ソロと死の霊峰3
携帯食料を分けてもらい、ランタンを囲み、ソロはしばらくの間少女と話を交わした。
話がしたい、という少女の言葉から、何か重大な事が露わに発表されるのかと思いきや、「何でもいいから話せ」という少女の第一声に拍子抜けをしてしまった。
ソロは話題に困るも、少女に色々なことを話して聞かせた。
それは、これまでの旅の話やちょっとした冒険譚、先生やアルスとの出会い、など他愛もない話ばかりであったが、少女はまるで絵本を読み聞かされる子どものような眼差しで、ソロの話を聞いていた。
少女は決して名乗ることはなかったが、どこかで出会ったような、そして親しみ深いという言葉では足りない程の、何か温かい雰囲気を帯びていた。
隔たりの無い粗雑な話し方のせいもあるかもしれないが、その少女もソロの事を良く知っているような、そんな雰囲気だった。

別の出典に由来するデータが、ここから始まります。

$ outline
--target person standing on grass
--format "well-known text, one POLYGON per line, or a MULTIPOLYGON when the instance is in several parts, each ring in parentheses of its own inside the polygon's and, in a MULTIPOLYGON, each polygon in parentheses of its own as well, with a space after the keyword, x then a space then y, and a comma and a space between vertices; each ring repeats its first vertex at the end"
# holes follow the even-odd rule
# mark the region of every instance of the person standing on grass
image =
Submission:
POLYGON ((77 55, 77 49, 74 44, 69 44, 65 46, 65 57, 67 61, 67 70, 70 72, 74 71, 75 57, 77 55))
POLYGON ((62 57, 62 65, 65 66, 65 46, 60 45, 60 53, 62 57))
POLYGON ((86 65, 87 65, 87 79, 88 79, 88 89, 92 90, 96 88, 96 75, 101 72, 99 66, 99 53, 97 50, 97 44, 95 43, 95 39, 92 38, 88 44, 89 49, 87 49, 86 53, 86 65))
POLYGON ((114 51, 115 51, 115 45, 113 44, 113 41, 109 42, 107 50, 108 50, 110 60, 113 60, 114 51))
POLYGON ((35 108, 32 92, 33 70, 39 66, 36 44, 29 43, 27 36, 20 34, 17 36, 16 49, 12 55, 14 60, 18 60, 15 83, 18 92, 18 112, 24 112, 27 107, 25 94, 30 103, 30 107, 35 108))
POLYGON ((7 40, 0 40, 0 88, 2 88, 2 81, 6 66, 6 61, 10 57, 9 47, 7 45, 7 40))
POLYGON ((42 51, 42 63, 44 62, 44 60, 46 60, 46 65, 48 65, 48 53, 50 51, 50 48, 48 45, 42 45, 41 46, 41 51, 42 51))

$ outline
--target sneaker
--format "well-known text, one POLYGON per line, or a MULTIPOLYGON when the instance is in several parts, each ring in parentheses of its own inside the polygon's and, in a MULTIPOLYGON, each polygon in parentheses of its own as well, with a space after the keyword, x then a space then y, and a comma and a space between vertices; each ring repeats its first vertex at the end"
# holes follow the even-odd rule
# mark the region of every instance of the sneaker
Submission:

初めて出会った時は、目つきの悪い不良少女のような印象であったが、笑うと無邪気で、時間が経つに連れて、男勝りな腕白な女の子という印象に変わって行った。
「一杯飲むか? 温まるぜ」
少女から明らかにアルコール度数の高そうな小さい酒瓶を勧められると、ソロは、「ボクは大丈夫。そこにいる先生だったら喜んで飛びつくだろうけど」
ソロが言うと、少女は苦笑し、
「そういやぁ、酒好きだったっけか」
「え?」
「いや、何でもねェ」
キュッと、酒瓶が開く音の後、少女は喉を鳴らしながら、酒豪の幼女に負けない程の豪快な飲みっぷりを見せた。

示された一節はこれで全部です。